6 case reports have presented convincing evidence that AFFs may be associated with denosumab use for osteoporosis (Villiers et al. 2013, Drampalos et al. 2014, Schilcher and Aspenberg 2014, Thompson et al. 2014, Khow and Yong 2015, Selga et al. 2016). All the previous case reports have described AFFs observed in women receiving denosumab bi-annually for osteoporosis treatment. Our 2 patients apparently developed atypical femur fractures while on monthly denosumab treatment for metastatic malignancy. Patients receiving denosumab to minimize skeletal complications associated with metastatic cancer receive higher dosing (120 mg vs. 60 mg) and more frequent dosing (monthly vs. twice per year) than patients undergoing osteoporosis-related treatment (Lipton et al. 2012, Papoulos et al. 2015).
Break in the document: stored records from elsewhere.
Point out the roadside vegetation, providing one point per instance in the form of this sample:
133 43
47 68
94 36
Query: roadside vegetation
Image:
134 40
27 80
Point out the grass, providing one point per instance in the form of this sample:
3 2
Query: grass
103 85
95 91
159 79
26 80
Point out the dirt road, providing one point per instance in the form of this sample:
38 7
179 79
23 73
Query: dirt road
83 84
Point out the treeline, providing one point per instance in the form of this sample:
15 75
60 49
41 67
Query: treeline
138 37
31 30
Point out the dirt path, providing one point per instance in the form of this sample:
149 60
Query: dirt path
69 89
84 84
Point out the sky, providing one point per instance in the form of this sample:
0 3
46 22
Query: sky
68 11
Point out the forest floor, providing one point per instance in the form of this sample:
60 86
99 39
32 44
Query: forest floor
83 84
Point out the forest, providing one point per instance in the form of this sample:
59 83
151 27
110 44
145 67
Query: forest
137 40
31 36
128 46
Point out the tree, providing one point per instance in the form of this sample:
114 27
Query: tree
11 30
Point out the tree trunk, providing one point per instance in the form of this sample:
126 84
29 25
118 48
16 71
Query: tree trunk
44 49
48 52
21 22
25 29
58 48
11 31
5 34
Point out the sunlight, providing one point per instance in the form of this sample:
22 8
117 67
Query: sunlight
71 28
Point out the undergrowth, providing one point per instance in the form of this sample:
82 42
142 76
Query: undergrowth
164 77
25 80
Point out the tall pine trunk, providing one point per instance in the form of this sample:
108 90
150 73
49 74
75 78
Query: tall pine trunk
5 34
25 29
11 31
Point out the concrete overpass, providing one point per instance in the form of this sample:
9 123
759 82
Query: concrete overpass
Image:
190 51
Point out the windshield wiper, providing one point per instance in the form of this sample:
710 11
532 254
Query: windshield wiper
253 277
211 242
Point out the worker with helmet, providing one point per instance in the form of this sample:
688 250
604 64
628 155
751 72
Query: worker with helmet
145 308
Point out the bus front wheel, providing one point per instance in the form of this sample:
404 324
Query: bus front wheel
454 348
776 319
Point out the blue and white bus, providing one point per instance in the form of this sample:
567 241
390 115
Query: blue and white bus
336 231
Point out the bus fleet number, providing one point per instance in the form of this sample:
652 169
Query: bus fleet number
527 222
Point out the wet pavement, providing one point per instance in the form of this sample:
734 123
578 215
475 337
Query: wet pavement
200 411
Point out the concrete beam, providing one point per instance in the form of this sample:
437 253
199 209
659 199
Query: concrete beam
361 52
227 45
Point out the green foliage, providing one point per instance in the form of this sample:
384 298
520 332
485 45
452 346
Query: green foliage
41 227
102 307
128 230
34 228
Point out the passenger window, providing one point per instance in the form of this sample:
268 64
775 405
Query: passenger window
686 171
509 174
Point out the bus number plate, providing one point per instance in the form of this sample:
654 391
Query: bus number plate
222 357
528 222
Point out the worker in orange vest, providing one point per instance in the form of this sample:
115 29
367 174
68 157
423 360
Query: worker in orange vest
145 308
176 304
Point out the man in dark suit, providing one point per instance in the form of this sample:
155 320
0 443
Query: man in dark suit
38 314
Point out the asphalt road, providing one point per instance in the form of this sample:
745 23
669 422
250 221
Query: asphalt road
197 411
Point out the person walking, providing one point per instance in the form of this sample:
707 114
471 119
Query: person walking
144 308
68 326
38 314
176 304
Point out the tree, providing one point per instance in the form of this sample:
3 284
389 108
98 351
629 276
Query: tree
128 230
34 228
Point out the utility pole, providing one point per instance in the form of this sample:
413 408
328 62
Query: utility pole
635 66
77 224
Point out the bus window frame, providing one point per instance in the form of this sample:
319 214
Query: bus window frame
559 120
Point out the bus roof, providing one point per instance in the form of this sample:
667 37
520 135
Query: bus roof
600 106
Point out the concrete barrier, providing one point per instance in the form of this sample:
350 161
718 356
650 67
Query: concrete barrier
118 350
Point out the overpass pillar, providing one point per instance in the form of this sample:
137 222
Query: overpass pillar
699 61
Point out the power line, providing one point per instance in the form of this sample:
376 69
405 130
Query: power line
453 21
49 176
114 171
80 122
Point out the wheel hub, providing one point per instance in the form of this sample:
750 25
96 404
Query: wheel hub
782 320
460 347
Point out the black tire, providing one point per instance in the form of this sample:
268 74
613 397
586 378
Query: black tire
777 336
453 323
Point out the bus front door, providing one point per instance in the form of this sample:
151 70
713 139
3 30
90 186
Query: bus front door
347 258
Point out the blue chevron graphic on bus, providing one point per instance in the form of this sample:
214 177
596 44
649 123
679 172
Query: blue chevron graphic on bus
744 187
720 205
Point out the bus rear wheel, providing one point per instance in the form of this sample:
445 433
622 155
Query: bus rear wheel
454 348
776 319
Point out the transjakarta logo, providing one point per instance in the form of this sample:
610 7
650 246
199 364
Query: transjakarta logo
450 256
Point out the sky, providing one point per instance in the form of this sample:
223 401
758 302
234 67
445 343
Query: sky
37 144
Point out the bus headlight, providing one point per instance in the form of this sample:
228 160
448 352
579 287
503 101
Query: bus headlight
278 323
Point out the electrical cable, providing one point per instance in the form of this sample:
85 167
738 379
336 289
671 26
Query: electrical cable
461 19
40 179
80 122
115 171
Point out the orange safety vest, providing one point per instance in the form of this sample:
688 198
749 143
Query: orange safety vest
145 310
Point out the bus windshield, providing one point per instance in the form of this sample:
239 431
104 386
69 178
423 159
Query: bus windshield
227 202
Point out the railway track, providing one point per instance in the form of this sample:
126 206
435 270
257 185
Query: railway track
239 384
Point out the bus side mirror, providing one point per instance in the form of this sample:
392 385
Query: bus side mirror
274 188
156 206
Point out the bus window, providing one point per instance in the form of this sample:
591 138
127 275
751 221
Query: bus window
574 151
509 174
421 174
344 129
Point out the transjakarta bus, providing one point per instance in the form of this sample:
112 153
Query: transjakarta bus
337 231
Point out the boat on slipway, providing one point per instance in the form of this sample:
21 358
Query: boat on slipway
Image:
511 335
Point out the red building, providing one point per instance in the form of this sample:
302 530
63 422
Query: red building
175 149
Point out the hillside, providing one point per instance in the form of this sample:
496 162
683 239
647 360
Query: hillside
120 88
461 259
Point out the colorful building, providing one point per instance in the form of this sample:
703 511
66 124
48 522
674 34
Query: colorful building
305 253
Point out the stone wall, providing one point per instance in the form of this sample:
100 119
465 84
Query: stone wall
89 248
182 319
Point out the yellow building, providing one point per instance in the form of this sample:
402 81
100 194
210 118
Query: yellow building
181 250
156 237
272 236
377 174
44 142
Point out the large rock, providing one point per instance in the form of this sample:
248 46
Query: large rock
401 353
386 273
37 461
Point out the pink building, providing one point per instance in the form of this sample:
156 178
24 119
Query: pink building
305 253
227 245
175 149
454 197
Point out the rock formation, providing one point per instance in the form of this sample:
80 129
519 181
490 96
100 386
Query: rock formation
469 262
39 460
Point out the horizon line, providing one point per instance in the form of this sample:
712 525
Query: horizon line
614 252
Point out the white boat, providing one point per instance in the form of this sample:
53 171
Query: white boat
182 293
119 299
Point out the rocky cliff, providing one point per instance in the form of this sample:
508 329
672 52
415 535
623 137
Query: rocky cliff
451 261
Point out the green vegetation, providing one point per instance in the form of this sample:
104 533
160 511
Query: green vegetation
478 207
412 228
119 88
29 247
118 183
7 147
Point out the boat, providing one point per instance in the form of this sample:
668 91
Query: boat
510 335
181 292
The patients with AFFs in previous reports had had previous bisphosphonate therapy, whereas the patients described in this case report had no such exposure. Atypical femoral fractures have previously been reported in patients on high-dose bisphosphonate therapy for malignancy (Puhaindran et al. 2011). To our knowledge, there have not been any previous case reports of patients sustaining AFFs while on denosumab treatment for metastatic disease.

Our patients sustained AFFs 2, 3, and 3.5 years after initiation of denosumab therapy. These time intervals before fracture are longer than in previous reports, which have noted fractures after 1 week to 18 months of treatment (Paparodis et al. 2013, Villiers et al. 2013, Drampalos et al. 2014, Schilcher and Aspenberg 2014, Thompson et al. 2014, Khow and Yong 2015, Selga et al. 2016), but these previous reports may have been influenced by previous bisphosphonate use. A study of AFF with high-dose bisphosphonate therapy for malignancy found a median duration of treatment of 6 years (Chang et al. 2012), an interval that was notably longer than that observed in our patients.

The fractures observed in our patients met the criteria for an AFF according to the American Society of Bone and Mineral Research 2013 Task Force (Shane et al. 2014), in that they were located within the femoral diaphysis and satisfied all 5 major criteria including: low-energy mechanisms, originating from the lateral cortex, involving both cortices, being generally non-comminuted, and showing localized periosteal or endosteal thickening of the lateral cortex. The left femoral fracture observed in the first patient (Figure 1C) appears to have been the most distal denosumab-induced AFF reported so far, requiring a retrograde nail, while still maintaining the classic hallmarks of an AFF.

As with our first patient, previous reports have highlighted the high frequency of bilateral involvement of denosumab-related AFFs with 1 case of simultaneous fractures (Selga et al. 2016), 2 cases with concurrent changes (Villiers et al. 2013, Thompson et al. 2014), and 1 case of sequential AFFs approximately 1 year apart (Drampalos et al. 2014). There have been similar findings in patients on high-dose bisphosphonate treatment for skeletal metastases, with 5 of 6 patients showing bilateral involvement in one series (Chang et al. 2012). In our patient, the initial fracture was not recognized as an AFF at the time—and was only recognized in retrospect at the time of the second fracture. Similarly, the initial cortical thickening, thigh pain, and increased uptake on bone scan in the second patient was misdiagnosed as metastatic disease, even after orthopedic evaluation. In a patient on denosumab treatment for metastatic cancer, the diagnostic differential for thigh pain must include an atypical femoral fracture that may require cessation of the medication and weight-bearing restrictions or prophylactic fixation.